The Ohio Supreme Court has agreed to hear an appeal over whether gun-rights groups have the ability to challenge Columbus’ ban on bump stocks.
If the court rules that Buckeye Firearms and Ohioans for Concealed Carry have standing to sue, it could open the door to other activist groups challenging local ordinances on a variety of topics.
Columbus passed its ban on bump stocks, which allow semiautomatic weapons to fire as fast as fully automatic weapons, in 2018, after a man used the device to shoot 58 people to death at a Las Vegas concert the previous year.
A Franklin County judge initially found Columbus’ ban to be unconstitutional, but a state appeals court overturned that ruling earlier this year on the grounds that the non-profit groups didn’t show that they suffered a legal injury from the ordinance, nor proved they were a “taxpayer” with legal grounds to challenge the measure.

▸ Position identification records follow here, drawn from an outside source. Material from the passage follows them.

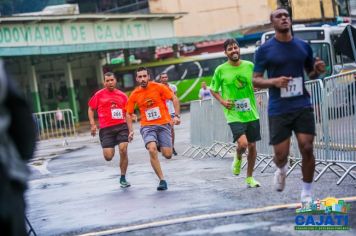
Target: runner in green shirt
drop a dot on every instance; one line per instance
(234, 79)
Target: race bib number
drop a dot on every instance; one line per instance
(243, 104)
(116, 114)
(295, 88)
(153, 114)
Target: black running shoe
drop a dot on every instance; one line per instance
(124, 183)
(162, 185)
(174, 152)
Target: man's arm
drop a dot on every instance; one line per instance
(260, 82)
(176, 104)
(129, 125)
(227, 104)
(92, 121)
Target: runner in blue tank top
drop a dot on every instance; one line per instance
(285, 59)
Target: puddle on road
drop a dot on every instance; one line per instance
(226, 228)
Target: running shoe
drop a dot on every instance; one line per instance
(279, 180)
(174, 152)
(236, 166)
(252, 183)
(162, 185)
(306, 197)
(124, 183)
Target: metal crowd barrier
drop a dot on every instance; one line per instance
(211, 135)
(334, 104)
(340, 130)
(55, 124)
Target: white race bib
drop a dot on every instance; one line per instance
(243, 104)
(153, 114)
(116, 114)
(295, 88)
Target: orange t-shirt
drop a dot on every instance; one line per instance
(151, 102)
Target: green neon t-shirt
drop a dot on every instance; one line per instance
(235, 83)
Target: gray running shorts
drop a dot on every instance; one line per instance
(161, 134)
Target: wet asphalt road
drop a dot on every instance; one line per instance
(77, 192)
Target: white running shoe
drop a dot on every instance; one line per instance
(279, 180)
(306, 197)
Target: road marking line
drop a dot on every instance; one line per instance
(201, 217)
(42, 167)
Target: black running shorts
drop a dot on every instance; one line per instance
(113, 135)
(281, 126)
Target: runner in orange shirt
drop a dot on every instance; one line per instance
(155, 129)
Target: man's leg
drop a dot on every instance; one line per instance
(124, 162)
(305, 143)
(173, 136)
(108, 153)
(166, 152)
(165, 137)
(238, 132)
(281, 152)
(251, 158)
(152, 149)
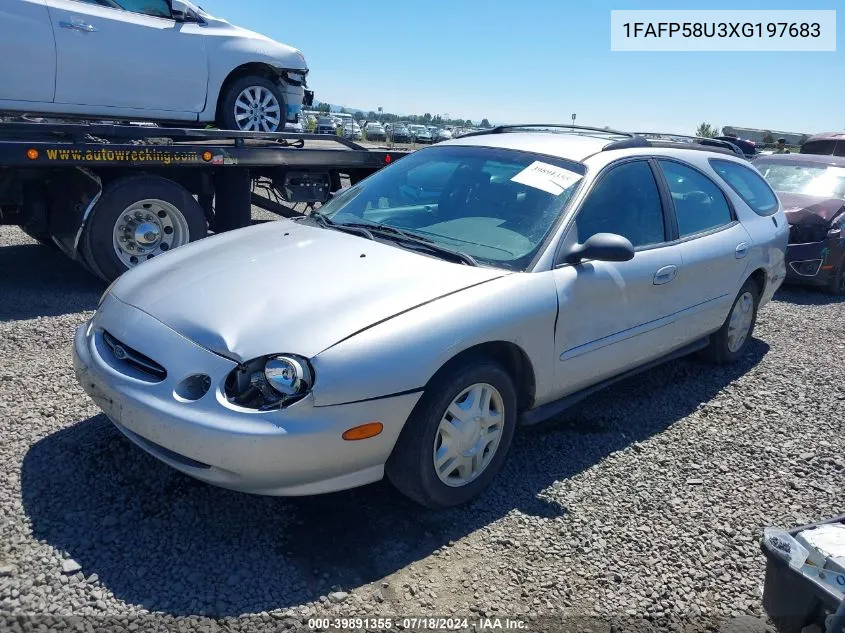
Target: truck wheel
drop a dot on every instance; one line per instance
(41, 238)
(254, 104)
(137, 218)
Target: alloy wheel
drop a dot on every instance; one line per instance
(468, 435)
(258, 110)
(739, 324)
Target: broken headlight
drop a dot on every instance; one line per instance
(270, 382)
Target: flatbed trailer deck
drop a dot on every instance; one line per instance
(111, 196)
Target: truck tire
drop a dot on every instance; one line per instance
(253, 103)
(137, 218)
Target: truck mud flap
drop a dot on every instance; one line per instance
(72, 195)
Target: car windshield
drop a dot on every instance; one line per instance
(496, 205)
(809, 179)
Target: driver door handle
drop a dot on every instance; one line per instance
(665, 275)
(77, 25)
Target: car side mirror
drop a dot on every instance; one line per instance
(179, 11)
(604, 247)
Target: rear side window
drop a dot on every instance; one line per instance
(749, 186)
(699, 203)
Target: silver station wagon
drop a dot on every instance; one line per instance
(407, 328)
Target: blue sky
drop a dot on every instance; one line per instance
(542, 60)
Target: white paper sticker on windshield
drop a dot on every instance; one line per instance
(546, 177)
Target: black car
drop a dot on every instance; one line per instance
(812, 191)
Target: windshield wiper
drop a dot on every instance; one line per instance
(328, 223)
(398, 235)
(367, 229)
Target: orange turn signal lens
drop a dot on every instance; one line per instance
(363, 432)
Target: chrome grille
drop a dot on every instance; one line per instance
(125, 354)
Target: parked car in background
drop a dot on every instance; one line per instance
(399, 133)
(812, 190)
(326, 125)
(375, 132)
(749, 148)
(420, 134)
(828, 143)
(157, 60)
(352, 131)
(464, 289)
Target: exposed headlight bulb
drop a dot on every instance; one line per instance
(287, 375)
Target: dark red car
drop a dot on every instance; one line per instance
(812, 190)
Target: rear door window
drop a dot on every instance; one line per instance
(748, 185)
(700, 205)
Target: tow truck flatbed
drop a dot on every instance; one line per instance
(63, 183)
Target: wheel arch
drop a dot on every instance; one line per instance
(512, 358)
(759, 277)
(260, 69)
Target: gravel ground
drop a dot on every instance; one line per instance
(644, 506)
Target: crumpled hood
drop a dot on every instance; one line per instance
(804, 209)
(286, 287)
(283, 55)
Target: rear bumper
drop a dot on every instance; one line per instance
(809, 264)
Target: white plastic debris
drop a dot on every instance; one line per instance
(829, 539)
(786, 547)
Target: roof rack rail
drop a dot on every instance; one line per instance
(499, 129)
(667, 137)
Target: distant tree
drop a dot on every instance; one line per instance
(706, 130)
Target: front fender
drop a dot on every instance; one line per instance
(226, 54)
(403, 353)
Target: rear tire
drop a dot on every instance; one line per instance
(184, 218)
(836, 286)
(411, 467)
(729, 343)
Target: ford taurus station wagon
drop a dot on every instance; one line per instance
(407, 328)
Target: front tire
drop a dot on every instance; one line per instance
(729, 343)
(836, 286)
(458, 436)
(136, 219)
(253, 104)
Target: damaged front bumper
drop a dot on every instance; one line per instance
(298, 450)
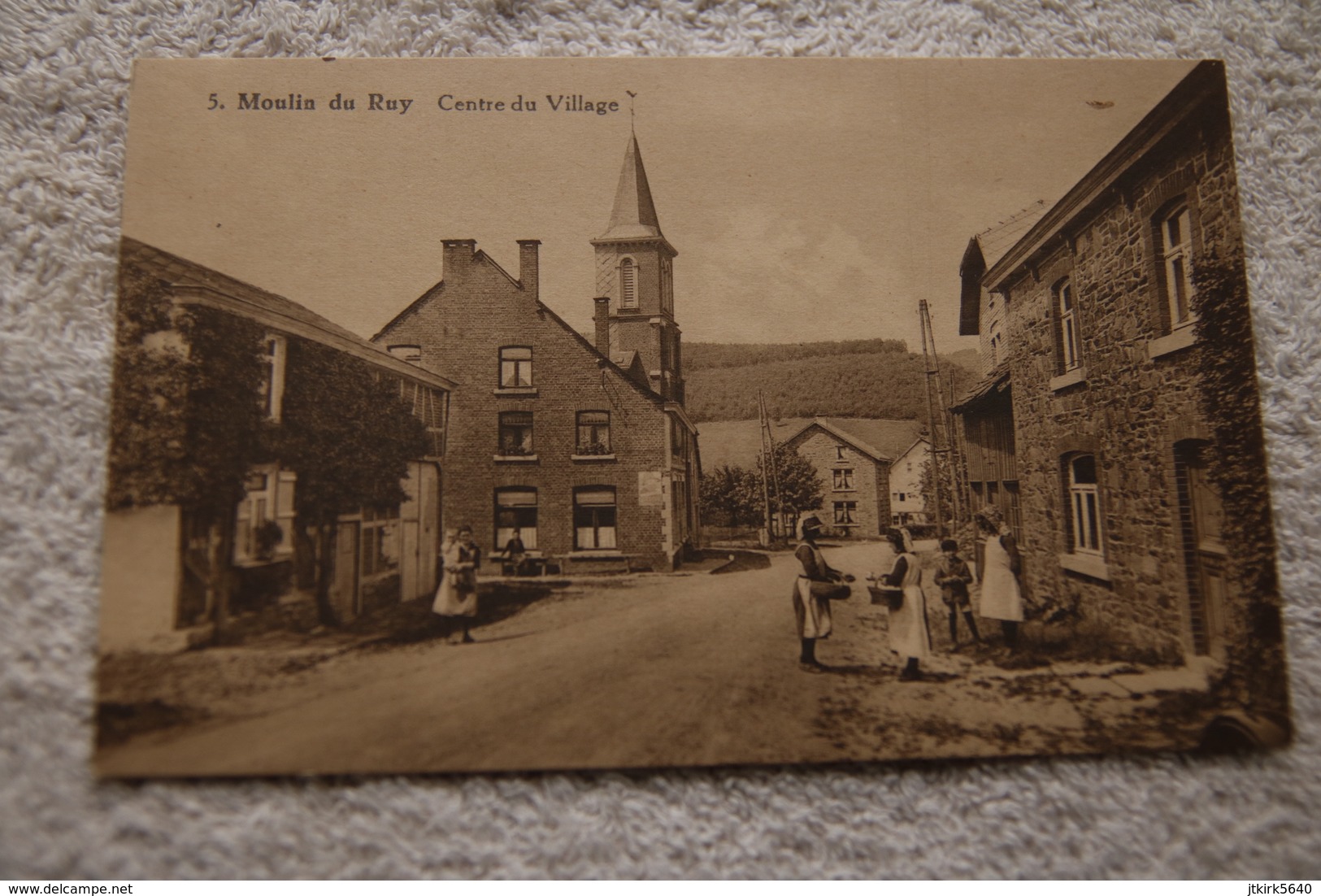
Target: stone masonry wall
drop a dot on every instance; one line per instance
(1131, 409)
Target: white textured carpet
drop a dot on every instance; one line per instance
(63, 86)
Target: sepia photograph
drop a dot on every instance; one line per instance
(486, 415)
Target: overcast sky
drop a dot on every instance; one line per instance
(809, 198)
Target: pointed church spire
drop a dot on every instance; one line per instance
(634, 215)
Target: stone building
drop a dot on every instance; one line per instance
(581, 446)
(1090, 427)
(218, 389)
(908, 500)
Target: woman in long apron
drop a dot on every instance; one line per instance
(456, 598)
(1002, 596)
(909, 634)
(814, 589)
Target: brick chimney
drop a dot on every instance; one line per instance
(458, 258)
(602, 324)
(528, 266)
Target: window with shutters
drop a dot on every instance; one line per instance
(595, 518)
(263, 520)
(515, 367)
(1084, 522)
(593, 433)
(845, 513)
(1175, 245)
(515, 433)
(274, 352)
(628, 283)
(1067, 327)
(515, 509)
(380, 541)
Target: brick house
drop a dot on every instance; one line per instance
(908, 501)
(855, 460)
(1090, 427)
(581, 446)
(192, 341)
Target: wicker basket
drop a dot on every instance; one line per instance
(884, 595)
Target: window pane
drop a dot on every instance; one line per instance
(517, 498)
(1092, 522)
(1084, 469)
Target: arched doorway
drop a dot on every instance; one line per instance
(1201, 517)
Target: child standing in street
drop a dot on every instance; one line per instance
(954, 578)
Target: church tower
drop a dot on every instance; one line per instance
(634, 281)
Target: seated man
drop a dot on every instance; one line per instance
(515, 555)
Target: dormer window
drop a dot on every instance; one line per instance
(515, 367)
(628, 283)
(274, 350)
(410, 353)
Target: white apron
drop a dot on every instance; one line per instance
(813, 613)
(909, 636)
(1002, 598)
(450, 600)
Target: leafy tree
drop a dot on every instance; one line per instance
(185, 420)
(186, 426)
(731, 496)
(801, 488)
(349, 437)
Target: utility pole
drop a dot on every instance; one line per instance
(936, 423)
(765, 471)
(767, 439)
(962, 494)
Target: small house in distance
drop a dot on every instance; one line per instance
(855, 459)
(267, 467)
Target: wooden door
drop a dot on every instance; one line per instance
(348, 595)
(428, 528)
(1202, 515)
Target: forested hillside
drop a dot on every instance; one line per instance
(868, 378)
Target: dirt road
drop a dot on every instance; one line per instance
(665, 670)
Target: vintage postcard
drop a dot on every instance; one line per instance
(584, 414)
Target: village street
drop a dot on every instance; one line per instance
(676, 670)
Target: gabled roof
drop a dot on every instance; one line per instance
(1205, 84)
(634, 213)
(993, 384)
(201, 285)
(437, 294)
(984, 250)
(737, 441)
(894, 437)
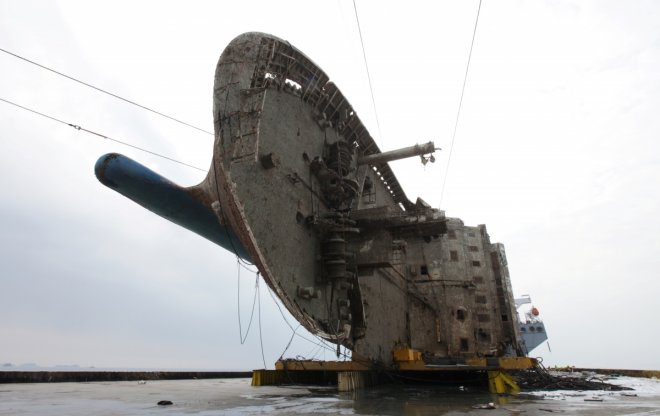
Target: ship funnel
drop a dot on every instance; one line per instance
(182, 206)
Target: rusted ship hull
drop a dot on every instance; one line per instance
(298, 186)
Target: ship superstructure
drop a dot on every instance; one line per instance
(298, 187)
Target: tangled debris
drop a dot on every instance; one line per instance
(539, 378)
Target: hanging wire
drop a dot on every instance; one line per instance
(364, 55)
(261, 339)
(460, 104)
(254, 302)
(103, 136)
(104, 91)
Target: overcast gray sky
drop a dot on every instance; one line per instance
(557, 152)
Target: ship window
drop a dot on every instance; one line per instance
(482, 317)
(461, 314)
(465, 346)
(369, 197)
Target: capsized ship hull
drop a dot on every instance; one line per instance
(298, 187)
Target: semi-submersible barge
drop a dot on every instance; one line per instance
(298, 187)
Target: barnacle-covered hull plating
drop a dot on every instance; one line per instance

Gary Witt, a gun-rights activist, was allowed by the appeals court to remain a plaintiff in the suit.
Honestly, the idea of standing in an instance like this annoys the hell out of me. We’re talking about whether a law is constitutional or not. What does it matter if the person filing the suit is a taxpayer or a private entity made up of taxpayers or whether they suffered legal injury? The fact of the matter is that if the law is wrong, it’s wrong.
Unfortunately, that’s how the world probably should work, not how it does work. We don’t live in a perfect world, we live in this one and so we need to adjust accordingly.
My hope, though, is that the court will rule these groups have standing and will allow the suit to proceed. Ohio is a preemption state and what Columbus did is clearly a case of a city passing their own gun control ordinance. That’s illegal under state law and the lawsuit needs to proceed to overturn that. Failing to do so could undermine the preemption law completely, not just in Ohio but throughout the nation to some degree.
Of course, Columbus isn’t the only community in the country to ignore state law. Most famously, perhaps, is Pittsburgh and Mayor Bill Peduto’s shenanigans following the Tree of Life shooting. There, Peduto seized on the incident to grandstand and pass an assault weapon ban despite Pennsylvania’s preemption law.
Columbus did it first, though, and now it’s time for them to get the proverbial smackdown over it.
Let’s hope the court rules in a way that lets that happen.